Inevitably, if you’ve ever had a job at a comics company, you’ve had an experience where someone asked you what you did for a living. Before the Simpson’s made Comic Book Guy famous, before comic book movies were known as box office blockbusters, before Entertainment Weekly even existed (let alone ran reviews of graphic novels), most people only associated comics with either Richie Rich or the Adam West-Batman television show.
Back in those days, many professionals fell back on, “I work in publishing” or “I work at a magazine publisher” and hoped the questions ended there. I remember very clearly telling my future father-in-law (this would have been sometime in 1981) that I planned to pursue a career publishing comic books. He tried to put up a brave front, but the blood drained from his face. Clearly his mind had fixated on the abject poverty that his daughter would have in her future if she married the “comics” guy.

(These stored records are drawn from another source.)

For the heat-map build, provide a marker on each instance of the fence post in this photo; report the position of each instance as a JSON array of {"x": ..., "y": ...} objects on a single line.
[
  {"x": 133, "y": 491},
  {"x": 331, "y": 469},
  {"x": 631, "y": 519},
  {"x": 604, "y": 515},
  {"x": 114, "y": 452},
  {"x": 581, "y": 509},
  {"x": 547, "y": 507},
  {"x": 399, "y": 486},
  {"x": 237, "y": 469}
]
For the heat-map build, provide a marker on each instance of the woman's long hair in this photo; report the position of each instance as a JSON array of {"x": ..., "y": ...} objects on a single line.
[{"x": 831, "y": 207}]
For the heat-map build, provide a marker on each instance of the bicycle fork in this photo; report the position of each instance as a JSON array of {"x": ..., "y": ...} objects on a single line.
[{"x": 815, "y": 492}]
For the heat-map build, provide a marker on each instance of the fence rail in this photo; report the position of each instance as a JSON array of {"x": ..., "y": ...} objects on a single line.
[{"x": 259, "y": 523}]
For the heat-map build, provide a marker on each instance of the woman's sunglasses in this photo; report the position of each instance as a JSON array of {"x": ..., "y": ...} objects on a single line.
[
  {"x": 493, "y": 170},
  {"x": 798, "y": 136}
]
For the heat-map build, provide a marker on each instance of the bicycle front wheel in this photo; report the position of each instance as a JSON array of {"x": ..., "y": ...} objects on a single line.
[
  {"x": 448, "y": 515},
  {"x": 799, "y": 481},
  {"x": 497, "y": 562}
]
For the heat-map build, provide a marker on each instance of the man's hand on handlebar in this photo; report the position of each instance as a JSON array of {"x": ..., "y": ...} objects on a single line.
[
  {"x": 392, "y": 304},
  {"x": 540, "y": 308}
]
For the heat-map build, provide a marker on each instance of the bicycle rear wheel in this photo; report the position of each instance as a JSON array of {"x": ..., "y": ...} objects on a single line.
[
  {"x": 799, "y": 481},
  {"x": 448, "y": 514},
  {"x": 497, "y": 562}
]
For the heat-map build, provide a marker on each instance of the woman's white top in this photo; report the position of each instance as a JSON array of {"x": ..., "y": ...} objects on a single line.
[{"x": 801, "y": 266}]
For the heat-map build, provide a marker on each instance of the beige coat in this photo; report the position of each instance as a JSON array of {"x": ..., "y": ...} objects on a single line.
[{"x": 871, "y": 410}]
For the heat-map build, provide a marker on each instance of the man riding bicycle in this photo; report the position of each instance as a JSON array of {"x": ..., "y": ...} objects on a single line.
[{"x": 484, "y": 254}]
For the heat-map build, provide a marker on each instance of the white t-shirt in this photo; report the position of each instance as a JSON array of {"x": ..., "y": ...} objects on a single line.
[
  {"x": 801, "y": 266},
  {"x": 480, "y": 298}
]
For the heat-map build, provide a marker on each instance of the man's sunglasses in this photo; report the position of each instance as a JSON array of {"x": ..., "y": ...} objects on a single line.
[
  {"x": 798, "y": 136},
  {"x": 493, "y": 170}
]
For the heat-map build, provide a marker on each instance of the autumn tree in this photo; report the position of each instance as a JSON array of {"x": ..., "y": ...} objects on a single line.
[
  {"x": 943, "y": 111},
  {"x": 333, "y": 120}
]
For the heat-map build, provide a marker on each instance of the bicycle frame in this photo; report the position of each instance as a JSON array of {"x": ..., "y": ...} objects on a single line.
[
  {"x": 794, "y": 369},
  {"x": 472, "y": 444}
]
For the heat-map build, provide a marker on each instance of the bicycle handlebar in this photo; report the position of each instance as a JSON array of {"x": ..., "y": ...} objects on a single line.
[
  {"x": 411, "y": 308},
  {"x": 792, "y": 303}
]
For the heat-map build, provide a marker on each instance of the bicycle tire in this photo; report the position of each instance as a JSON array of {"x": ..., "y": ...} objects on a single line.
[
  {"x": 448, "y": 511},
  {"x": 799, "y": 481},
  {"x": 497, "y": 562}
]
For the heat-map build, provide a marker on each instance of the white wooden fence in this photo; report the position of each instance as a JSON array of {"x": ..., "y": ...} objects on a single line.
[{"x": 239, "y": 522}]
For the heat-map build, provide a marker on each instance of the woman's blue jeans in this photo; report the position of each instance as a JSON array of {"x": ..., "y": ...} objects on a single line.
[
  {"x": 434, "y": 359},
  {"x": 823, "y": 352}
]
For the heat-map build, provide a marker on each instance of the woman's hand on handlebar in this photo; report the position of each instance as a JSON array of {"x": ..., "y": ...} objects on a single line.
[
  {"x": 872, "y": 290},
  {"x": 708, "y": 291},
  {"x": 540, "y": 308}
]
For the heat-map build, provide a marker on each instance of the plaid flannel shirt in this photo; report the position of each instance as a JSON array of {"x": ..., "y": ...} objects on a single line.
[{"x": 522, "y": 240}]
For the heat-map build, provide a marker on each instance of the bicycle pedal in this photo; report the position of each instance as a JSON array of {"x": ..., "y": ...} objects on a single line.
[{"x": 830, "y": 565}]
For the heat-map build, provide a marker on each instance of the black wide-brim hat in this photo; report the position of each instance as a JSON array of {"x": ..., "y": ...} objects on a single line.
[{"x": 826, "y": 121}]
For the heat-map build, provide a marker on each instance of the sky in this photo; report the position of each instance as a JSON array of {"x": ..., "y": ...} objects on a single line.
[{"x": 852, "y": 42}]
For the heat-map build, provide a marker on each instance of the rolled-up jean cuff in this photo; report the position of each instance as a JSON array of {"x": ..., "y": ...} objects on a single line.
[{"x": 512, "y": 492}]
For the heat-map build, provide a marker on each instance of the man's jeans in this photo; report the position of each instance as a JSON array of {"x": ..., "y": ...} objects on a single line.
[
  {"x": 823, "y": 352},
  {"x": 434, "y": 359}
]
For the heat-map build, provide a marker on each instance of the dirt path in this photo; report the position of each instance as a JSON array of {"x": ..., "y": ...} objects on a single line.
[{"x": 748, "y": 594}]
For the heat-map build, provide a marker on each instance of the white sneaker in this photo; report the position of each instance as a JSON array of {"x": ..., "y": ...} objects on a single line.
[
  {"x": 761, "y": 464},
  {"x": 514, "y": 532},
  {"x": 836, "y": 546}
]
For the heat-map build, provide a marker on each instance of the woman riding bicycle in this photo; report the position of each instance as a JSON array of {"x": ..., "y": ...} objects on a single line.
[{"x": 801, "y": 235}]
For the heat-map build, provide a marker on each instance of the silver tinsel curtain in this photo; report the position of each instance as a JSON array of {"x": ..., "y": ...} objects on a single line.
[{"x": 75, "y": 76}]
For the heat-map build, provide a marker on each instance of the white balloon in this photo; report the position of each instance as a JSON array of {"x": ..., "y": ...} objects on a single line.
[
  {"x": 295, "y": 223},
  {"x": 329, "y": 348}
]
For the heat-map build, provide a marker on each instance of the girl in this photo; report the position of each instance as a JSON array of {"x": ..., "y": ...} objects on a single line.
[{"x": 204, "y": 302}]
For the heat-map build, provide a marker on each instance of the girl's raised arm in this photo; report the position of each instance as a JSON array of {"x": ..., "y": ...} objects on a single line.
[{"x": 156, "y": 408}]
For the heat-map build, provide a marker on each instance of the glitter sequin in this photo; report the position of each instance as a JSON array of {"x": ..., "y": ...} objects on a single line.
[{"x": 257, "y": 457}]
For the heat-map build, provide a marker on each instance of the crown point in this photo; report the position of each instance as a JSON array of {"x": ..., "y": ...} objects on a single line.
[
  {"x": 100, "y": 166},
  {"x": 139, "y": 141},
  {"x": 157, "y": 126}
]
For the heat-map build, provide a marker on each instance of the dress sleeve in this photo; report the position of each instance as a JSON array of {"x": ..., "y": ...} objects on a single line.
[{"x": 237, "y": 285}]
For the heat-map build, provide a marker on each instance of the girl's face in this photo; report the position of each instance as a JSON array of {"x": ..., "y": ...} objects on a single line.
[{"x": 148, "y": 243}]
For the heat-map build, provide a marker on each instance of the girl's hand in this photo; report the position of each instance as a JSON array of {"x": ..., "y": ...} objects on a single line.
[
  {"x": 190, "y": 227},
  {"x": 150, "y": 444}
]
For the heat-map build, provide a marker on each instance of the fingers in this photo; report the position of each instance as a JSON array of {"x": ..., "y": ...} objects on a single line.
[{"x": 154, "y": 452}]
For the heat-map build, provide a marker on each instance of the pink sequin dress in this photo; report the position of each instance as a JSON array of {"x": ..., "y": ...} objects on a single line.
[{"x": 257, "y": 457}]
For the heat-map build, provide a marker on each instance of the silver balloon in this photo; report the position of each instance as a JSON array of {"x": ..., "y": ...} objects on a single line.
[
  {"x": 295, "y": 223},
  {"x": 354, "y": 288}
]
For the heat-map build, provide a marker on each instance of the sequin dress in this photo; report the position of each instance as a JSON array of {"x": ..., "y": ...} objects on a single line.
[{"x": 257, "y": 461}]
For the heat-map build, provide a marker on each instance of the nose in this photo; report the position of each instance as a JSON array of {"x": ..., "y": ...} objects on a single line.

Even today, if you can proudly tell family, new friends and strangers that you work in the comic book industry, you probably get the same response, “Well, that must be fun … “
The unfortunate truth is that on a day-to-day basis, having a non-creative or semi-creative job in the comics business is like most other office jobs: struggling to make office equipment work properly, negotiating with difficult customers, haggling with finicky suppliers, desperately trying to make unrealistic deadlines set by your boss and dealing with the peculiar office and personal habits of your co-workers. Fun very seldom entered into it.
When it is your job, you tend to take very seriously the issues surrounding your career and the industry in which you work. Sometimes it is easy to lose perspective, especially when what you do is viewed by the outside world at best frivolously and at worst with open contempt.